For passionate wantrepreneurs, the itch to launch and get started is almost too powerful an urge to resist. The reason someone leaves a stable, traditional career path and jumps into the fray of starting up usually revolves around passion. Passion is what fuels the transition from dreamer to doer.
Fortunately, dreamers are limited by capital. Why do I say “fortunately”? The constraints of capital force dreamers to keep their feet firmly planted or to suffer the consequences.
I am a firm believer that the capital raising, VC pitching, pre-launch phase of a start-up is critical to its success. Every pitch represents an opportunity to revise the plan, gain valuable feedback from potential investors, and improve efficiency.
1. Slash Your Personal Expenses
The first step in becoming an entrepreneur is preparing for the financial strains of the journey. Cash-flow is the name of the game. The more of your hard-earned savings and earnings you can keep in your pocket at the end of each month, the longer you’ll be able to stay in the fight.
Potentially, if you’re able to slash personal living expenses enough, you could completely self-fund your start-up. That’s HUGE! Outside funding is expensive, so get your personal finances in order to build business credit. Think about the value of Facebook’s stocks today. Just a 5% stake in the social media juggernaut’s early days would be worth millions today.
- Get onto a flexible, written budget that accounts for every dollar spent personally.
- Start selling anything and everything that isn’t nailed down.
- Slash monthly bills. Stream Netflix and YouTube instead of paying for cable. Sell your leased car and buy a reliable clunker. When your cellphone contract expires, pick up a prepaid SIM card.
- Cook healthy foods at home instead of eating out. And that Starbucks coffee? The best part of starting up is Folger’s in your cup!
2. Dip into the Equity of Your Home
Many impatient entrepreneurs choose to skip the process of raising outside funds or stockpiling cash. Instead, they take advantage of a home equity line of credit (HELOC) or a second mortgage. I’m personally not a big fan of this approach.
First, it eliminates the necessity to pitch to VC’s and other experienced investors. Missing out on their advice and the benefits of subjecting your plan to the rigors of the capital raising process is a huge loss. Secondly, you’re funding a speculative business with a form of financing that requires consistent, monthly payments.
Mark Cuban is fond of saying that only morons launch a business with a loan. Why? The bank doesn’t care about your business. During turbulent times, the bank will add increased stress as you’re pressured to cough up payments you can’t afford.
Trust me, turbulent times are guaranteed in any start-up. You do not want to be dealing with a silent partner that simply wants a monthly check and will do whatever it takes (including seizing your company’s assets) to satisfy the obligation on its timetable.
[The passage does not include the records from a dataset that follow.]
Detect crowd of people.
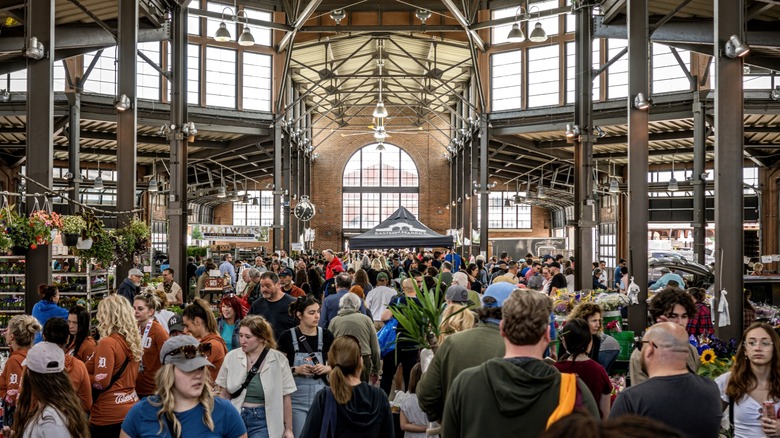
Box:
[0,250,768,438]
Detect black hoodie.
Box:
[301,383,395,438]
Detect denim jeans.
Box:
[241,406,268,438]
[291,377,325,438]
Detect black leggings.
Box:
[379,346,418,395]
[89,423,122,438]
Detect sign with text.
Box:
[191,224,270,242]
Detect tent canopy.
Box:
[349,207,453,249]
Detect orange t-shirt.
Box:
[66,336,97,363]
[86,333,139,426]
[135,318,168,397]
[65,355,92,412]
[0,348,27,405]
[200,333,227,382]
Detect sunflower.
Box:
[699,350,715,364]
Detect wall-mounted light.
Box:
[114,94,133,111]
[565,123,580,138]
[723,35,750,58]
[24,36,46,61]
[634,93,651,111]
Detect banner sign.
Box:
[191,224,270,242]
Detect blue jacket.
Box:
[33,300,68,344]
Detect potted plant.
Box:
[60,215,87,246]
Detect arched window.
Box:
[342,144,420,231]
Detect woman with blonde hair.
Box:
[86,294,143,438]
[217,315,297,438]
[0,315,41,408]
[120,335,247,438]
[182,298,227,380]
[301,335,395,438]
[3,342,90,437]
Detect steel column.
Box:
[626,0,650,333]
[693,92,707,265]
[572,5,594,290]
[24,0,55,315]
[168,5,189,290]
[714,0,745,339]
[65,90,83,214]
[477,116,490,256]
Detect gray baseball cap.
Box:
[160,335,214,373]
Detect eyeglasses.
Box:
[634,340,658,351]
[163,342,211,365]
[745,340,774,348]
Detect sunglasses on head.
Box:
[163,343,211,365]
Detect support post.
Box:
[626,0,650,333]
[168,5,189,290]
[24,0,55,315]
[574,5,595,290]
[713,0,745,339]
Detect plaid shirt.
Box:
[688,302,715,336]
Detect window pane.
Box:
[607,39,628,99]
[528,45,559,107]
[242,52,271,111]
[490,50,523,111]
[206,47,236,108]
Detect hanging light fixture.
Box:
[373,40,387,119]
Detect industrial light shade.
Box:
[506,23,524,43]
[238,25,255,47]
[373,100,387,119]
[114,94,132,111]
[634,93,650,111]
[528,21,547,43]
[214,21,230,43]
[723,35,750,58]
[666,177,680,192]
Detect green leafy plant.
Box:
[60,215,87,234]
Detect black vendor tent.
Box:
[349,207,453,249]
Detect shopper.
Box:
[43,318,92,412]
[3,342,90,438]
[301,336,395,438]
[217,315,296,438]
[133,292,168,398]
[217,294,246,351]
[715,322,780,438]
[0,315,41,408]
[86,294,143,438]
[32,284,68,344]
[279,295,333,438]
[120,335,247,438]
[182,298,227,381]
[65,304,97,363]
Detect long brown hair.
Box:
[12,368,89,436]
[328,335,363,405]
[726,322,780,400]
Sell Your Home, Instead of Borrowing Against It
If you want to access the start-up capital available in your home, sell it. Selling your home frees up your equity, without creating a bank loan.
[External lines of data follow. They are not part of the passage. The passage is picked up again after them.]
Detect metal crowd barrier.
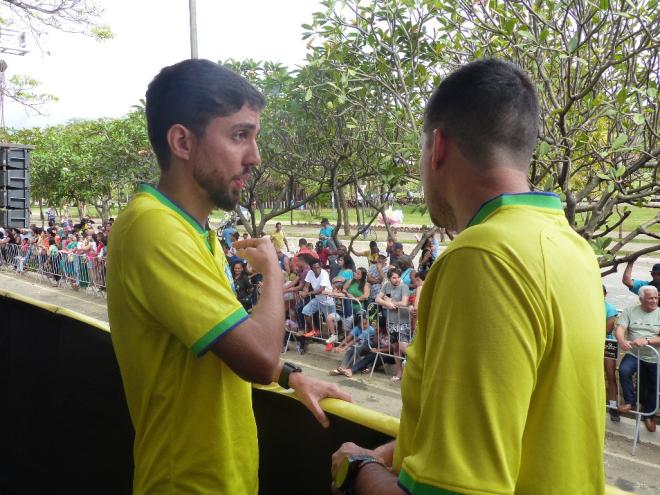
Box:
[0,244,106,295]
[283,293,416,377]
[619,345,660,455]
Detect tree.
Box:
[2,111,158,225]
[305,0,660,267]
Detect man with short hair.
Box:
[107,59,349,495]
[621,260,660,294]
[301,260,335,337]
[319,218,335,248]
[615,285,660,432]
[332,59,605,495]
[270,222,289,252]
[390,242,413,266]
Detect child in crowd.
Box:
[330,313,376,378]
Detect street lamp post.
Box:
[188,0,199,58]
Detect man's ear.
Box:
[167,124,195,160]
[431,129,447,170]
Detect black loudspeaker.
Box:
[0,210,30,229]
[0,189,30,210]
[0,167,30,189]
[0,143,32,228]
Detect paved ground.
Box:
[0,259,660,495]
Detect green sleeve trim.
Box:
[192,307,248,357]
[138,183,206,234]
[399,469,459,495]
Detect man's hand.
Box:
[289,373,353,428]
[233,237,280,276]
[619,340,632,351]
[632,339,648,347]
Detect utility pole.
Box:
[188,0,199,58]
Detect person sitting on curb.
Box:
[615,285,660,432]
[330,313,376,378]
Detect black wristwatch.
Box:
[277,362,302,389]
[333,455,385,493]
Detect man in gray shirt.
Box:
[615,285,660,432]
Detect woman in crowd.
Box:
[346,267,371,314]
[417,237,435,273]
[232,261,254,312]
[337,254,355,289]
[351,241,378,266]
[376,268,410,382]
[395,256,413,290]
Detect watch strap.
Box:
[277,362,302,389]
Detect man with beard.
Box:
[332,59,605,495]
[107,60,350,494]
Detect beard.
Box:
[428,198,458,231]
[193,163,240,211]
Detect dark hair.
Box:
[424,58,539,166]
[353,267,367,294]
[337,254,355,271]
[146,59,266,170]
[298,253,316,266]
[387,268,401,280]
[394,256,413,272]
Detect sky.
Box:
[0,0,322,128]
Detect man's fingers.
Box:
[307,399,330,428]
[326,385,353,402]
[232,237,270,249]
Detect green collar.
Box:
[467,192,562,227]
[138,183,206,234]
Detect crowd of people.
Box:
[603,261,660,433]
[0,210,113,290]
[270,218,439,382]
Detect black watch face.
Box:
[335,457,351,490]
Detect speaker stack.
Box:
[0,143,32,228]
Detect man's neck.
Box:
[156,173,213,225]
[454,167,530,232]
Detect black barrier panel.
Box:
[0,296,133,495]
[252,389,392,495]
[0,295,390,495]
[0,209,30,229]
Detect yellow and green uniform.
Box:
[394,193,605,495]
[107,185,258,494]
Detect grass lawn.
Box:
[50,202,660,236]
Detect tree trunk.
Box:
[339,188,351,236]
[39,198,44,229]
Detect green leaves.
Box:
[612,133,628,150]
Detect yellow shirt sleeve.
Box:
[122,212,247,355]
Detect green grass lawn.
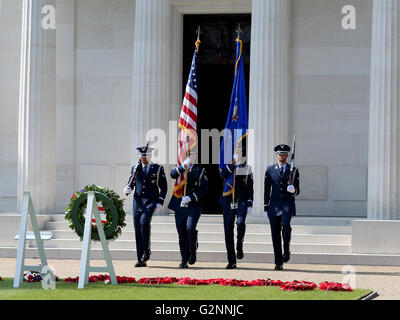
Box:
[0,279,371,300]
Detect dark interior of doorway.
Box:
[182,14,251,214]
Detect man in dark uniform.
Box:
[264,144,300,270]
[124,145,168,267]
[220,148,253,269]
[168,151,208,269]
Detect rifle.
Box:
[289,136,296,185]
[128,159,141,190]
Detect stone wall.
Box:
[0,0,22,212]
[290,0,372,217]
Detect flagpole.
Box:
[232,24,242,208]
[183,29,201,197]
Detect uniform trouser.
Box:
[133,209,154,261]
[223,202,247,264]
[175,212,200,263]
[268,212,292,265]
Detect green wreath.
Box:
[65,184,126,241]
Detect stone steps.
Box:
[0,247,400,269]
[47,228,351,245]
[51,214,354,227]
[46,218,351,235]
[24,238,351,253]
[0,215,400,266]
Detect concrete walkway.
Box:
[0,259,400,300]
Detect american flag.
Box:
[173,40,200,198]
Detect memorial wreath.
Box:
[65,185,126,241]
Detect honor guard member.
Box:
[124,144,168,267]
[219,148,253,269]
[168,151,208,269]
[264,144,300,270]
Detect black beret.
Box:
[274,144,290,153]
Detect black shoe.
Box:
[142,250,151,261]
[189,252,196,265]
[283,251,290,263]
[135,261,147,268]
[236,248,244,260]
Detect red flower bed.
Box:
[60,275,353,291]
[279,280,317,291]
[64,275,136,283]
[319,281,353,291]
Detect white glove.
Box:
[124,186,132,195]
[183,158,192,168]
[154,203,162,213]
[181,196,192,206]
[287,185,296,194]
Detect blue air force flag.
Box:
[219,39,249,196]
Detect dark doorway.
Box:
[182,14,251,214]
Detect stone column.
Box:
[131,0,170,214]
[18,0,56,213]
[368,0,400,220]
[249,0,291,216]
[132,0,171,161]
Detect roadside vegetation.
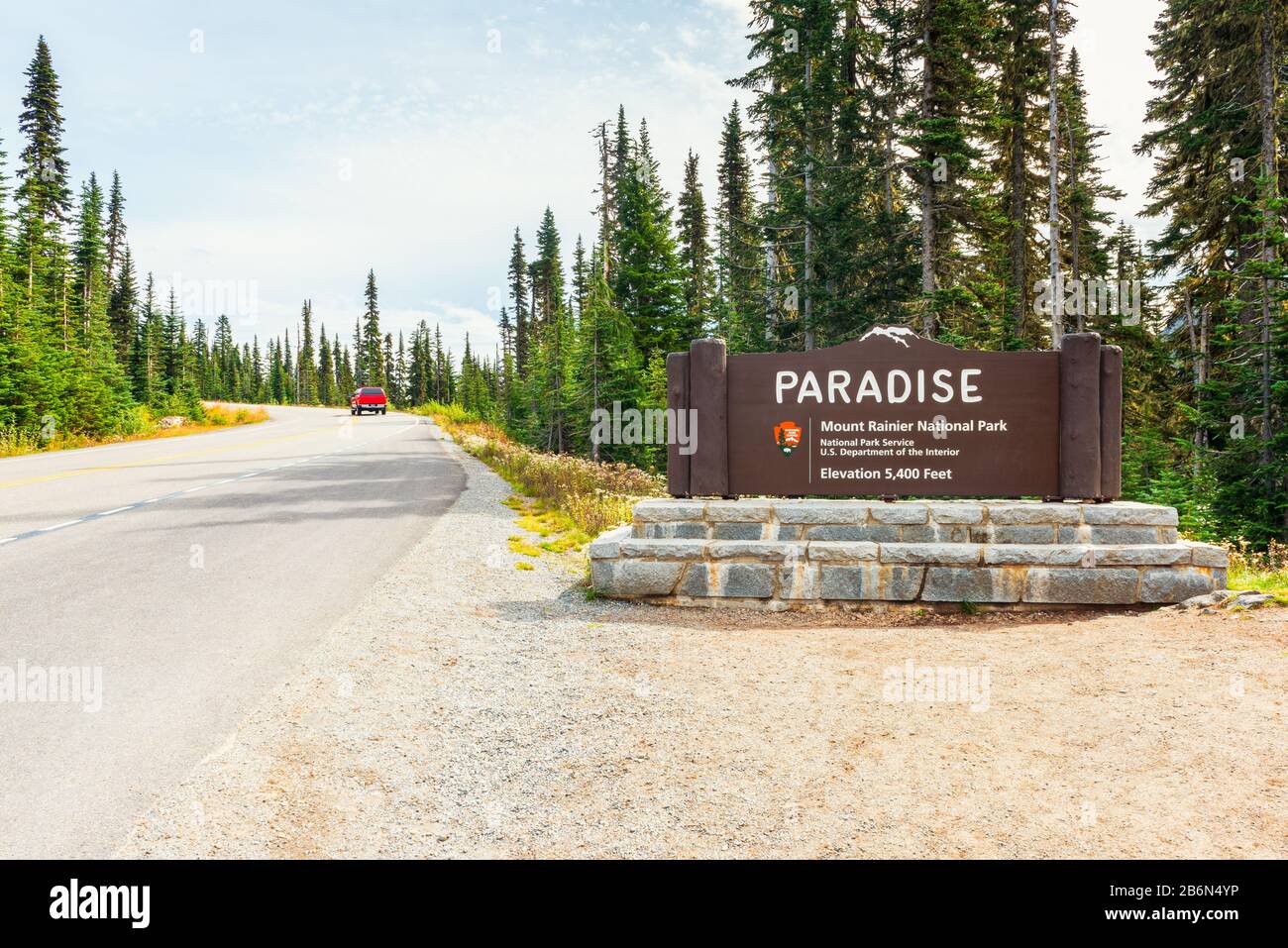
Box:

And you can transition into life as a renter, where the cost of living is significantly more predictable and manageable. Say goodbye to handyman repairs, property taxes, and HOA dues. In terms of cash-flow, an affordable apartment beats home ownership any day of the week.
3. Start in Real Estate Investment
The path to entrepreneurship and starting up is never a linear journey. My business partner started out in real estate. His strategy was to begin to generate multiple streams of income from rental properties and use that income to launch his future business.
There’s some risk involved in this strategy, as tenants are sometimes late on their rent. There are also chunks of time where an investment property isn’t actively rented, meaning negative cash-flow. Plus, maintenance costs on rental properties are unpredictable and constant.
If you want a good laugh, check out some of the crazy excuses property managers have to deal with when the rent check comes due. Seriously, property management and being a landlord is a major time eater.
But renting out could be an effective long-term strategy for generating additional cash-flow and increasing your personal net worth. As an entrepreneur, both cash-flow and net worth should be buzzwords that get you salivating.
The absolute best strategy for starting up is to create something you can self-fund. You don’t have to launch everything right away. I like starting up in components and letting each piece of a start-up fund the next one.
But if you must take on outside funding or a loan to get going quickly, try to keep outside funding requirements to an absolute minimum. Quick cash gets expensive over the course of a successful business.